30mg MB just now with 1000mg niacinamide

1 hour of HBOT (about to jump in)

 

If I don't respond back, I'm dead.

[magta39]

Anyone know if LLLT might help restore color to gray hair on your scalp, or prevent further graying haha?

[BieraK]

Anyone know if LLLT might help restore color to gray hair on your scalp, or prevent further graying haha?

http://heelspurs.com/led.html

4/7/2014:

Notes from a phone conversation with son: After the initial month of using the helmet at 7 to 15 minutes twice a day as described above, he was more social and confident with words. Before using the helmet, his "mini-mental state" examinations had shown deterioration from 27 to 25 during about 4 tests over the course of a year (mild dementia), then improved to 28 (which is technically borderline normal) for 2 tests after the first month of using the helmet. His son's impression as of this date is that it has helped him from getting worse quicker, but nothing miraculous. However, only the first month was used at the strong dose, and he went on vacation and then into a methylene blue trial during which the helmet was not used. His hair got noticebly and definitely thicker and darker according to son, wife, and sister. His son estimates 15% to 20% thicker and 10% darker, and the sister noticed a difference in the hair before she knew about the helmet. We agreed on the phone that if the helmet had been used consistently for 6 months at the higher dose, then the results might have been very beneficial, if the mini-mental state exam results are "accurately indicative". The reason it was not consistently used at the longer treatment times is due to heat and comfort. So I recommended 3 treatments a day, maybe 7 minutes each, each treatment followed by 1 large vitamin C pill. Based on the theory of how it works, I would not be surprised if 10 minutes every two hours is an ideal treatment plan. I would guess maximum results (including improvement of the condition) to be seen in 2 or 3 months, and then holding steady after that. I am also using due to simply enjoying it, subjectively thinking it makes me more active or "awake".

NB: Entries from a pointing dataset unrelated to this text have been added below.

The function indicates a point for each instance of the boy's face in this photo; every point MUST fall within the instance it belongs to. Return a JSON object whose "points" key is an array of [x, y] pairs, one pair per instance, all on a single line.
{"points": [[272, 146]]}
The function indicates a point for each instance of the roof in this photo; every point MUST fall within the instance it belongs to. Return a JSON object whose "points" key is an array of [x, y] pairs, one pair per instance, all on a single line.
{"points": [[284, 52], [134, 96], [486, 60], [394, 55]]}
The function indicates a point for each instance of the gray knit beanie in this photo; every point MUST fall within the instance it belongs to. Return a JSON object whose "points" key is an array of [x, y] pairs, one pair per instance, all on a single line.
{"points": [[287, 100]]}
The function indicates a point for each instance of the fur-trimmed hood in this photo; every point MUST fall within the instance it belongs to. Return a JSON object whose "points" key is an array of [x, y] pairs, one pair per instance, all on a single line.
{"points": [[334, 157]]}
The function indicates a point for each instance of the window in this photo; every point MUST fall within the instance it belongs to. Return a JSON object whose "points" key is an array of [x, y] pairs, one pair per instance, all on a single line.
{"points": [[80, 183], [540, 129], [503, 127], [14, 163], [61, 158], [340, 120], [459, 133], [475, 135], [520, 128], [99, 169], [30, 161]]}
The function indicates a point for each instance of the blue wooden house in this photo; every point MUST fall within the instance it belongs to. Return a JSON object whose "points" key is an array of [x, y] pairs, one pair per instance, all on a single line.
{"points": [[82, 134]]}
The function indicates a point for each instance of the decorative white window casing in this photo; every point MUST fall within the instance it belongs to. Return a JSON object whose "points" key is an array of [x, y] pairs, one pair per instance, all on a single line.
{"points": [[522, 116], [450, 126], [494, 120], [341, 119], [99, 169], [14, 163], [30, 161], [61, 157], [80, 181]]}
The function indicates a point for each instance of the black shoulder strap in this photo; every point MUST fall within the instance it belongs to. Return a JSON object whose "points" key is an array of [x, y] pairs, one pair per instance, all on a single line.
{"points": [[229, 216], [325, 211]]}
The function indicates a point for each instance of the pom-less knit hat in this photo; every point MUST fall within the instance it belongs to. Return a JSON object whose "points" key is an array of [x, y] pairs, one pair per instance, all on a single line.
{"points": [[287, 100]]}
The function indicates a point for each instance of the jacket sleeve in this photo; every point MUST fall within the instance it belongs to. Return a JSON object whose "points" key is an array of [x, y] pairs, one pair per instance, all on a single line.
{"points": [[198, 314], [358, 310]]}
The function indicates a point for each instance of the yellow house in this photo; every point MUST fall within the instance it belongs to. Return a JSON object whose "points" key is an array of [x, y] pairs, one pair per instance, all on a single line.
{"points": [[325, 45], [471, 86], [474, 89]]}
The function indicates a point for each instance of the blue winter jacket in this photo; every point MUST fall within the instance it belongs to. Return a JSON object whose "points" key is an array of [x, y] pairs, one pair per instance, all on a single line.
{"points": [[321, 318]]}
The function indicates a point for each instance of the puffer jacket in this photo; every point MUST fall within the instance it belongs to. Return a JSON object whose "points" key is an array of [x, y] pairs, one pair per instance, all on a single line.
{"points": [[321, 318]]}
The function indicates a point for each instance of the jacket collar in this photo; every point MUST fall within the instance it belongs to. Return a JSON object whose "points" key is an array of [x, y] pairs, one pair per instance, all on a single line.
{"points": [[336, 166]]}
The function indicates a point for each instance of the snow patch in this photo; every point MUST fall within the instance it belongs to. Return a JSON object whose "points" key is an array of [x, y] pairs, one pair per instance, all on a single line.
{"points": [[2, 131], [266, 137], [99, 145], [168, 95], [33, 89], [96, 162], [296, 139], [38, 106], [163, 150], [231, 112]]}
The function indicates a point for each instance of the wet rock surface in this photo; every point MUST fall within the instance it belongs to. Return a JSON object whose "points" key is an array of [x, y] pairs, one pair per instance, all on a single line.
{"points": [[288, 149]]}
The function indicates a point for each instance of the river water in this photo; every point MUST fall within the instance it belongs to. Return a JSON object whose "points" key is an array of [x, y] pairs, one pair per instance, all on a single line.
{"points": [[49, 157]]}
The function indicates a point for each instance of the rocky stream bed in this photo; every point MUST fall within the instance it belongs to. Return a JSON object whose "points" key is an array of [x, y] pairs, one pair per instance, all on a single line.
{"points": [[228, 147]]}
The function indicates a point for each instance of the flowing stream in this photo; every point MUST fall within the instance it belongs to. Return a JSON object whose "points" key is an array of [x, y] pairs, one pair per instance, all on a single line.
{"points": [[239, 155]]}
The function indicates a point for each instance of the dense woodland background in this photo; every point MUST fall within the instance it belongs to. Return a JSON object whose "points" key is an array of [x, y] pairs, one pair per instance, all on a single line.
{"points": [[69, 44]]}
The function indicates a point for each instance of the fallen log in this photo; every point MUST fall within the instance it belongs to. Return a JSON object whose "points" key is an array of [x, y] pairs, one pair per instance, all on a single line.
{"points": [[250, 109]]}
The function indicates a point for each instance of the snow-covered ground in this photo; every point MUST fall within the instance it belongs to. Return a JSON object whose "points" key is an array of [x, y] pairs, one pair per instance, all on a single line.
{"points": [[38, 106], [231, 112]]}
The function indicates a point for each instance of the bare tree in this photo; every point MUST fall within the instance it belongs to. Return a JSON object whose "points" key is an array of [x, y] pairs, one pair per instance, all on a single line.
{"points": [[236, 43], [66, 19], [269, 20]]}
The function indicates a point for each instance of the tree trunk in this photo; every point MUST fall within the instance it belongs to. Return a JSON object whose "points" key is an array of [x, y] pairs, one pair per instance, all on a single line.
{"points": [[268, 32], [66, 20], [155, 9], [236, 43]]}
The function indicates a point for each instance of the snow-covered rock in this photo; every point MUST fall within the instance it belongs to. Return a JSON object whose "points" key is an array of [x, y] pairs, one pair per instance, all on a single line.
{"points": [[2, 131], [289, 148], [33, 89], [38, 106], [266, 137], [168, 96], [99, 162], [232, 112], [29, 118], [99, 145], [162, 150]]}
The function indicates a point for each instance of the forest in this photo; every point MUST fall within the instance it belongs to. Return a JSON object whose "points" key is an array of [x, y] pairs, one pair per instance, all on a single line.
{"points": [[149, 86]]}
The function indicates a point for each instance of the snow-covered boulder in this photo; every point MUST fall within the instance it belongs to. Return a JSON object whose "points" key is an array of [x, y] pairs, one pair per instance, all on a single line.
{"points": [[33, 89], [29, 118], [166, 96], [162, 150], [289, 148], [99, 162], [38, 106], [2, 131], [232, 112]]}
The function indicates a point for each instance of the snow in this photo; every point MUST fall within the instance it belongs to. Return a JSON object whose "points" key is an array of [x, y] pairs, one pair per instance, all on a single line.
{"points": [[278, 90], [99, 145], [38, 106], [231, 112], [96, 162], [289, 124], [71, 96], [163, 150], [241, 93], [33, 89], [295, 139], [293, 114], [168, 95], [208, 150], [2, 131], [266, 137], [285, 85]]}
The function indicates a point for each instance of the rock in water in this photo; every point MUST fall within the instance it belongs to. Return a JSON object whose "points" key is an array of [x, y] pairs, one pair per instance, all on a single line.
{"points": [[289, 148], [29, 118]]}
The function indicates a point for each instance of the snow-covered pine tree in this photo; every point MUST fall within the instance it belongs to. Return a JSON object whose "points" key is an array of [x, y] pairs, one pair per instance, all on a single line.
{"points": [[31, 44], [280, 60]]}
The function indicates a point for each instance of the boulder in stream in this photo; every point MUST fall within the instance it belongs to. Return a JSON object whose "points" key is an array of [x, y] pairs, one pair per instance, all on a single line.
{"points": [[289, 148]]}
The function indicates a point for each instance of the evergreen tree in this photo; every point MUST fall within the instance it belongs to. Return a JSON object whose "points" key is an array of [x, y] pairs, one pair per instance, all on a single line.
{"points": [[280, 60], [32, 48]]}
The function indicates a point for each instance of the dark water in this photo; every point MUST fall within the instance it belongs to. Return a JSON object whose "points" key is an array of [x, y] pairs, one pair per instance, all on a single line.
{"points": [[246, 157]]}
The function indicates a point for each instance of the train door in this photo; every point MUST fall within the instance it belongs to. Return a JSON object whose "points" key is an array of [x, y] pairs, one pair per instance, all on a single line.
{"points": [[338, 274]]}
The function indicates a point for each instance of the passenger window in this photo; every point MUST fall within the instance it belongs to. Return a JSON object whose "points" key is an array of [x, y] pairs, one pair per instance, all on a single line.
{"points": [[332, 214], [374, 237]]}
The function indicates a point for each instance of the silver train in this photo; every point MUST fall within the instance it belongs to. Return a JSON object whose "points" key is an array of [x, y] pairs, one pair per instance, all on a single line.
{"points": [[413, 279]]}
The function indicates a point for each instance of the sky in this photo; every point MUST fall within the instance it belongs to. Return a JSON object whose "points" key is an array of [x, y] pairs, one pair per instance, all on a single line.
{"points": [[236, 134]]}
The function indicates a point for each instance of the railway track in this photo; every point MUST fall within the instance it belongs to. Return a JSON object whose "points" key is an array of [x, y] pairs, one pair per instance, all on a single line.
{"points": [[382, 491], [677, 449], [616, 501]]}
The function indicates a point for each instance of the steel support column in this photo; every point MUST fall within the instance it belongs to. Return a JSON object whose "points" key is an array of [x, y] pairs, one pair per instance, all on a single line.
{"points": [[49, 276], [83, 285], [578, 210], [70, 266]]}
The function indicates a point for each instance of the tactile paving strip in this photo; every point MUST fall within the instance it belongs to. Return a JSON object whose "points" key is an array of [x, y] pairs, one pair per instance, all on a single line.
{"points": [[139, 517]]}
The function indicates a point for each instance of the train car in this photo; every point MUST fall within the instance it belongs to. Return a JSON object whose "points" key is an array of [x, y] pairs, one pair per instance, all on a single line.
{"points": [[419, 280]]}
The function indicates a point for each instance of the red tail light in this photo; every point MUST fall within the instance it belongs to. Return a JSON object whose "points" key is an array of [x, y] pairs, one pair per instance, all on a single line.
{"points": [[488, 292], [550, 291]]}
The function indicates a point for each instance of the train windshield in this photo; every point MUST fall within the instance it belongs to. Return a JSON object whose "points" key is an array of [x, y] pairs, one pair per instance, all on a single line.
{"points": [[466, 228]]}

I think that the answer is yes, however I think that works better for prevention than restoration.

[BieraK]

 

Start at 0.5mg/kg. For 165lb person this is ~38mg of Methylene Blue.

Not sure about the time for the chamber

 

I've been messing around with it at much lower doses, 10mg max but I upped it today.

 

Going to try an experiment:

 

Fasting for 14 hours

600-700mg vit. C early morning

30mg MB just now with 1000mg niacinamide

1 hour of HBOT (about to jump in)

 

If I don't respond back, I'm dead.

 

Wow, perhaps is better to start with a lower dose of MB, like 10 mg and with a bit low time in the chamber... just for stay safe, this is highly experimental, there are studies about MB+Oxygen Therapy (perhaps in the near future we will see things like that). If oxygen produces ROS and MB enhances antioxidant genes, then I think that there is a good sinergy working here. 

In my case I'm in love with oxygen, definitely I want to get a concentrator. For now I've only breathed a small amount of 98% oxygen+MB. Today I will increase the dose, my MB dosage for now is 80mg.

[BieraK]

correction: There are NO studies about hyperbaric chamber combined with supplements that enhances oxygen consumption by cells like MB.